The program helps feed families with children who cannot regularly attend school, where they receive free or reduced-price breakfasts and lunches, because schools are closed to prevent spread of the coronavirus.

“A child whose family is food-insecure, has tremendous difficulty focusing on school compared to her classmates who don’t go to school hungry,” Pritzker said.

The program provides $6.82 per child per day. That’s an increase of 19% over the $5.70 allowed last school year.

No registration is required. Credit-card-sized pandemic electronic benefits transfer cards will be mailed automatically to eligible families beginning next month. Those cards can be used at most major grocery stores in Illinois.

Pritzker’s Public Health Department announced 1,665 confirmed and suspected cases of COVID-19 on Feb. 23, with 27 more deaths, bringing the total in 11 months of the pandemic to 1,177,320 cases leading to 20,330 deaths.

Infection rates have been dropping for weeks in Illinois.

In Chicago, public health officials said Feb. 23 that the city’s seven-day average rate of positive tests hit 3.2%, which is the lowest since COVID-19 arrived in the city.

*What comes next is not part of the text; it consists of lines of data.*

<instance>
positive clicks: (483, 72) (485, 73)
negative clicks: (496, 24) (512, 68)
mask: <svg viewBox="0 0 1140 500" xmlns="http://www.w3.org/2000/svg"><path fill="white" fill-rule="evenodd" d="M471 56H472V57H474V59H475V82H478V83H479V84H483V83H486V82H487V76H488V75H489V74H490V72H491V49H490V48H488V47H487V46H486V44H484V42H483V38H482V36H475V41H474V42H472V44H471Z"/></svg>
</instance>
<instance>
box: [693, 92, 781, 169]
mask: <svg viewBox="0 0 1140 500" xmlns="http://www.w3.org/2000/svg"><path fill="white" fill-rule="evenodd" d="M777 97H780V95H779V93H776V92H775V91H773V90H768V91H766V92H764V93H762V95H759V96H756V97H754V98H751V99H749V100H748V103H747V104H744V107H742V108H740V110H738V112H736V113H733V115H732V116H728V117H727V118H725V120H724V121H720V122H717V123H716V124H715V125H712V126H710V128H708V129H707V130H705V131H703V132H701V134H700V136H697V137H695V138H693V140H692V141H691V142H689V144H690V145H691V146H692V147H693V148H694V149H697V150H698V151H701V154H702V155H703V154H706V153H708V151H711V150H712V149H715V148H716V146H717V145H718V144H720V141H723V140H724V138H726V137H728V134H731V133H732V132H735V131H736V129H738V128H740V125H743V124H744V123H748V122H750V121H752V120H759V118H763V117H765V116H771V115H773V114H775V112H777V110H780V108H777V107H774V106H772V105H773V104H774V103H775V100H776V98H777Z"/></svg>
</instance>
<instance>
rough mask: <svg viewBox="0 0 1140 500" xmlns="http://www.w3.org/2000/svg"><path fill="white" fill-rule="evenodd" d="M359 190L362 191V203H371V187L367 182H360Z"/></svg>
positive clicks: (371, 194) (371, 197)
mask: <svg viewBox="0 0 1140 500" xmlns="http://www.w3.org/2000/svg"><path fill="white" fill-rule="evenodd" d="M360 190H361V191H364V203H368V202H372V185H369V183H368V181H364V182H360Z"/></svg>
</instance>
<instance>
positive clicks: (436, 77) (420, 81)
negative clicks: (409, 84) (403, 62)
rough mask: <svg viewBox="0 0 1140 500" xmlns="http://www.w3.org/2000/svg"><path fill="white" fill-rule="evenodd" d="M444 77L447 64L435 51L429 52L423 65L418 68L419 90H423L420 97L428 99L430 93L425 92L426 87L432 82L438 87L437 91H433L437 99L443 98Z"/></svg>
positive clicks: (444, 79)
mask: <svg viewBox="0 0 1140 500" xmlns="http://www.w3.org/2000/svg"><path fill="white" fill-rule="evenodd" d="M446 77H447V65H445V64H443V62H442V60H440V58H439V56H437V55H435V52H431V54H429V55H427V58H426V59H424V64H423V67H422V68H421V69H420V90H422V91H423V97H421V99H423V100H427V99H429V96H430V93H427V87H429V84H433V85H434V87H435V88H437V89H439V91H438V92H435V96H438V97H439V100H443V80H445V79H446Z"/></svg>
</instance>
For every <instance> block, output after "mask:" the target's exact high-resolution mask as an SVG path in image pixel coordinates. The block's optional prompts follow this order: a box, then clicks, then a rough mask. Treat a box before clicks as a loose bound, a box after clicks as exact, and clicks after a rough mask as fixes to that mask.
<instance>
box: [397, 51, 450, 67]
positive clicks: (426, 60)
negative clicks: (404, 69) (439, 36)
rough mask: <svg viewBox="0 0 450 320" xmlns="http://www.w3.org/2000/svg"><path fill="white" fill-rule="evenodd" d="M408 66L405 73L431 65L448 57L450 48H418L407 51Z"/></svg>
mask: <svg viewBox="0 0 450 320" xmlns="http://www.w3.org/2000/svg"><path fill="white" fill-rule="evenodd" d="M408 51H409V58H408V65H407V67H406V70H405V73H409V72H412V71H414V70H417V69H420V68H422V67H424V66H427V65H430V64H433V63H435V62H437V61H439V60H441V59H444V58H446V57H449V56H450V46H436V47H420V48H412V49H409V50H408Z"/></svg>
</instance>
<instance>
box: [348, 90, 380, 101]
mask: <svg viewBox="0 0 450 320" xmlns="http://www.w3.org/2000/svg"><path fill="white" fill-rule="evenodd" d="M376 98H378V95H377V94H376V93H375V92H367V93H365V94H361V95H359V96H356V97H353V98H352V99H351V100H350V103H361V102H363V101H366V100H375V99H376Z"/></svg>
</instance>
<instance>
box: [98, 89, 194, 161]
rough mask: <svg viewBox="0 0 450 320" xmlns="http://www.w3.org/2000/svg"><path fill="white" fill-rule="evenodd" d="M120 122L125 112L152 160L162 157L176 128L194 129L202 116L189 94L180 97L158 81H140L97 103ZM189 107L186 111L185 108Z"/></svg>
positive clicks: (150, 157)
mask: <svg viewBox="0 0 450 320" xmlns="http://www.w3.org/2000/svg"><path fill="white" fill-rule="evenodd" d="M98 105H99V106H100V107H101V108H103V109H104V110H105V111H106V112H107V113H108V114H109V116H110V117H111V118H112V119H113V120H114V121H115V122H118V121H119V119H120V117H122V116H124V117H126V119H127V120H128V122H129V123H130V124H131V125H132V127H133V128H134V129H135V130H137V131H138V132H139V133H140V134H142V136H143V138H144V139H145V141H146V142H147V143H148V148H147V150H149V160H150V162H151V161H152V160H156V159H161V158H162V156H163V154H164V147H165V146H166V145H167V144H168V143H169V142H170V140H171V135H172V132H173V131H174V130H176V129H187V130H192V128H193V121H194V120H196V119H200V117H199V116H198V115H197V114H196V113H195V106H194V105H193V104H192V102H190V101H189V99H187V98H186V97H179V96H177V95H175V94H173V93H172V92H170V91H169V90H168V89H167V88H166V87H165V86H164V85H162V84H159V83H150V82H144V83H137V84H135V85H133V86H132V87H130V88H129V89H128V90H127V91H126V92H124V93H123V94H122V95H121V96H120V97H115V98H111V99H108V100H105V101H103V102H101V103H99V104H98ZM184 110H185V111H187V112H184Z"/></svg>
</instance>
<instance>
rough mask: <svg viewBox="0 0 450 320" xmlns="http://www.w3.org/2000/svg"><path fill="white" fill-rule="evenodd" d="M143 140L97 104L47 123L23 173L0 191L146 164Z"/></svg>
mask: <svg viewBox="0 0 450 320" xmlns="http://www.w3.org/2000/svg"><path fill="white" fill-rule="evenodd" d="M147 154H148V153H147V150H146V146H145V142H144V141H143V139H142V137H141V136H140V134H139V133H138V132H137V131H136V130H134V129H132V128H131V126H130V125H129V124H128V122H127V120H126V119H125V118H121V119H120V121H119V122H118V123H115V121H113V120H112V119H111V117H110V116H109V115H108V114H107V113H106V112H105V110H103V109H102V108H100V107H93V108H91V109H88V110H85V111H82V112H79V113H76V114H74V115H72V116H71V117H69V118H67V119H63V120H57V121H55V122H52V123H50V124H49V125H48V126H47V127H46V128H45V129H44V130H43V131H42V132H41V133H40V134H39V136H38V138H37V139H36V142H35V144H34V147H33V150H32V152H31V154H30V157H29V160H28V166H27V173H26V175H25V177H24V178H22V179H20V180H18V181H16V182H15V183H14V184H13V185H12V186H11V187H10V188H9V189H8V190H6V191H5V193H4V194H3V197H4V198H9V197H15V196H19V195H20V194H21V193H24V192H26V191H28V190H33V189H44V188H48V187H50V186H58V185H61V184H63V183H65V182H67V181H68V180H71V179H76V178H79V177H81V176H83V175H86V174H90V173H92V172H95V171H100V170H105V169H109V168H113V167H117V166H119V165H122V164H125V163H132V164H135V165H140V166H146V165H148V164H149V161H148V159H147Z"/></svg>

“Everything is heading the right direction,” Chicago Department of Public Health Commissioner Dr. Allison Arwady said during a vaccination event for homeless people.

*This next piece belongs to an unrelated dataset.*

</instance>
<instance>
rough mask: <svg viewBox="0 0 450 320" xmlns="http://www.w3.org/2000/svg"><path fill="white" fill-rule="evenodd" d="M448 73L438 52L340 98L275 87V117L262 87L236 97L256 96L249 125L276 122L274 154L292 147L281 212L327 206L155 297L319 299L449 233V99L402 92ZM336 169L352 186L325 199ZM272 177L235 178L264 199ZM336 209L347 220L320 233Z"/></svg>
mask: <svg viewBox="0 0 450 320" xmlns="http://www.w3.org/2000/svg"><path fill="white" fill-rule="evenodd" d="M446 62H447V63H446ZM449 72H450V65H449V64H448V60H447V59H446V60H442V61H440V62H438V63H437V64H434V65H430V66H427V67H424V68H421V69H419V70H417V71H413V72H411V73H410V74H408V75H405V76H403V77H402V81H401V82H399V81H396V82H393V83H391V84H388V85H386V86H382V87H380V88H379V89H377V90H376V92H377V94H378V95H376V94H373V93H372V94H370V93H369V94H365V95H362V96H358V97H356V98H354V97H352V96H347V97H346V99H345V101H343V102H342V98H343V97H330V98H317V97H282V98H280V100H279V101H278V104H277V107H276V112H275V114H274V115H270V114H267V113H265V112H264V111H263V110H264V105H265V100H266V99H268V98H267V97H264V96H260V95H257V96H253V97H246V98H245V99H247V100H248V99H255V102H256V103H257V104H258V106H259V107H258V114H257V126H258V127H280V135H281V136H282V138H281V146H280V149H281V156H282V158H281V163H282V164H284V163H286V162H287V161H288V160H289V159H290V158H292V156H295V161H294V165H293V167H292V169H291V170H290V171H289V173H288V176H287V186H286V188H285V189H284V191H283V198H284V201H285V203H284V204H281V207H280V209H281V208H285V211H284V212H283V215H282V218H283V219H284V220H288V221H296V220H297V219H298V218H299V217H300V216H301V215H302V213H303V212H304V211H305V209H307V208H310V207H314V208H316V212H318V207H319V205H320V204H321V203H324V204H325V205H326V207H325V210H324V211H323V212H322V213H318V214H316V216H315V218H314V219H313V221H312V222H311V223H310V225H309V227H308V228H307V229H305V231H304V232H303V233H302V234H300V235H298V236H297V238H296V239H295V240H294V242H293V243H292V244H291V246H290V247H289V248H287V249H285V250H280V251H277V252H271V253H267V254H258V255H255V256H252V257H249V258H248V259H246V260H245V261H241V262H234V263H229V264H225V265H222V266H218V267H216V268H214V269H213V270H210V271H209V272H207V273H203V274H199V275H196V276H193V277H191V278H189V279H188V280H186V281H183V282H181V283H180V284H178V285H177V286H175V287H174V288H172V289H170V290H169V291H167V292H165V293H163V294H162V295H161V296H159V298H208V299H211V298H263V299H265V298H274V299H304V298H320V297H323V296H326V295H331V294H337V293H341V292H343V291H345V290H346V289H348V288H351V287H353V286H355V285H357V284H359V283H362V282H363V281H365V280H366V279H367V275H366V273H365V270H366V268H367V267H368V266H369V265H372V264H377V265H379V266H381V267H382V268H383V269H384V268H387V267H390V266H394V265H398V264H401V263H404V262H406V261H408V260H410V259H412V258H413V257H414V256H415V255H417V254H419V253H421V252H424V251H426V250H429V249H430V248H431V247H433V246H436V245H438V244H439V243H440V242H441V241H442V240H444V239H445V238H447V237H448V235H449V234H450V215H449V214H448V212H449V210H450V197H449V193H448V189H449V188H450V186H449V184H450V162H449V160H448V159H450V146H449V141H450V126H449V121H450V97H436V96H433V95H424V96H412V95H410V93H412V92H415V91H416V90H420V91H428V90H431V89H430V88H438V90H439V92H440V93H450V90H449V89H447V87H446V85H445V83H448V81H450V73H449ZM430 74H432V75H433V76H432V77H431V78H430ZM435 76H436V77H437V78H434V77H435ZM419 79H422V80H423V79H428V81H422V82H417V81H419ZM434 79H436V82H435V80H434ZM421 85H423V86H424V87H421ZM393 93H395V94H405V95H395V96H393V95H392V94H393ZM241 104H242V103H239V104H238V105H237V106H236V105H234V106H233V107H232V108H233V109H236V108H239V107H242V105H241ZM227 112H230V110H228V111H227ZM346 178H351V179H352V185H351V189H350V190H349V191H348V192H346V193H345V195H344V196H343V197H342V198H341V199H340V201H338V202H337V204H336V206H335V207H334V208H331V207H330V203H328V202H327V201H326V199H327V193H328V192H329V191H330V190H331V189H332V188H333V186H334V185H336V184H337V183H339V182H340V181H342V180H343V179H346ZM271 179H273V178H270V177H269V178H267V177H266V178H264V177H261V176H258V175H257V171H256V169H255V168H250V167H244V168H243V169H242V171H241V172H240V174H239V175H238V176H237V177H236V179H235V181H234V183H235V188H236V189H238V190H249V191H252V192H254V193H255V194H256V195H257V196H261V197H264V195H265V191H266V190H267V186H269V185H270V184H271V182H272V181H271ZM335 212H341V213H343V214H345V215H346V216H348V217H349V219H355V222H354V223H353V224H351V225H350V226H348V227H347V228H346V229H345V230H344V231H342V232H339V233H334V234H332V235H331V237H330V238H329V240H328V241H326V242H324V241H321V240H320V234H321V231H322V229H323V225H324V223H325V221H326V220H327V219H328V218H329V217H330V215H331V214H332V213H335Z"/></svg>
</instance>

COVID-19 vaccinations are averaging 56,000 a day. More than 2.25 million shots have thus far been administered, each being the first or second of two required doses for inoculation. More than 500,000 shots have been given in Chicago.

Later Feb. 23, Pritzker asked the Illinois Finance Authority to develop a $15 million low-interest loan program for small cities facing huge natural gas bills after this month’s extreme cold snap.

Officials explained that municipal utilities typically pay from $2 to $3 for each unit called a dekatherm. But those drawing from a pipeline running through central Illinois paid $225 per dekatherm from Feb. 13 to Feb 16.

The loan program would allow utilities to spread payments out instead of paying bills in full when they come due in the next few weeks.